Charlotte Higgins blogs in The Guardian
Paul Cartledge,
the first ever professor of Greek culture at the University of Cambridge,
aims to promote the public understanding of the Greek world
If
Mary Beard is
Cambridge University's doyenne of ancient Rome, a vigorous promoter
of the understanding of Roman culture and history and a brilliant blogger,
Paul Cartledge does
a similarly effective job for the Hellenes (bar the blogging). The
author of many scholarly and extremely approachable books (I recommend
The Greeks: A Portrait of Self and Others,
but there are many more), not to mention an adviser on the swords-and-sandals
film 300 ,
Cartledge has just been made the first AG Leventis professor of Greek
culture at Cambridge, and yesterday I popped over to hear his inaugural
lecture (to be podcast in due course, and published in old-fashioned
print). I nearly fell off my chair when I read the bibliography on
the lecture handout – among Eagleton T, Leigh Fermor P, Osborne
R and Scruton R, sat proudly Higgins C,
although as I suspected I was there to provide at least partial evidence
for the perpetrating of various "myths" about ancient Greece which
he then took care to take apart.
These myths numbered four.
First, that there was any such thing as "ancient Greece". (I am certainly
innocent of peddling this one.) Cartledge has been at the forefront
of classicists' growing understanding of the cultural diversity of
the poleis (city states) of the ancient Greek world, which numbered
over 1000, and were dotted over a wide area from Marseille in the west
to modern Turkey in the east. Though united (according to Herodotus),
by religion and language, they had different customs, political systems
and even calendars – and only a handful of them united against
the Persian empire in the 480s BC.
Second, that the Greeks were technologically backward (I also plead
innocent, but only because I made no claim either way). They may not,
according to Cartledge, have had a word for wheelbarrow - but they
certainly invented the amazing Antikythera Mechanism,
object of much recent research and excitement from classicists and
scientists alike.
Third, that the ancient Greeks resemble their Hollywood impersonators
(not guilty, or not entirely - I do point out that the Spartans didn't
wear leather knickers like they do in 300). Cartledge was fairly uncompromising
on this one. Such movies, he said (despite his own involvement in 300) "can
be dangerous as well as enjoyable and provocative. They can pander
to or influence cultural attempt or hatred." He thought the Iranians
were right to see 300's depiction of the Persians as "an example of
cultural denigration".
Fourth (probably a bit guilty), that the Greeks invented democracy
in anything like the way that we recognise it now. Radical democracy
was government by, for, and crucially of, the people, unlike our modern
representative democracies. Ancient Athenians would probably have regarded
the British and American political systems as oligarchic.

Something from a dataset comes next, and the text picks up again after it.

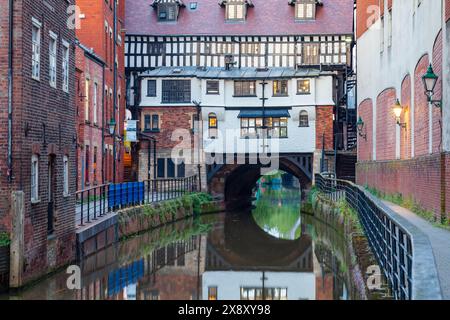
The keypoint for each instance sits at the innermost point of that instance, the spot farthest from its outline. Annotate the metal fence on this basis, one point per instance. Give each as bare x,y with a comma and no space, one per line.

All good stuff, but my favourite part was when he pointed out that
the Greek word "borborygmos" has been excluded from the new Ancient
Greek-English Lexicon being
prepared in Cambridge. Since none of the assembled classicists at last
night's lecture seemed prepared to tell me what this word meant, I
had to email Prof Cartledge today, who replied that it refers to an "ominous
rumbling in the bowels", a precursor, frankly, to a fart. Which proves,
ladies and gentlemen, that you learn something new every day, particularly
if you happen to make a visit to Cambridge university.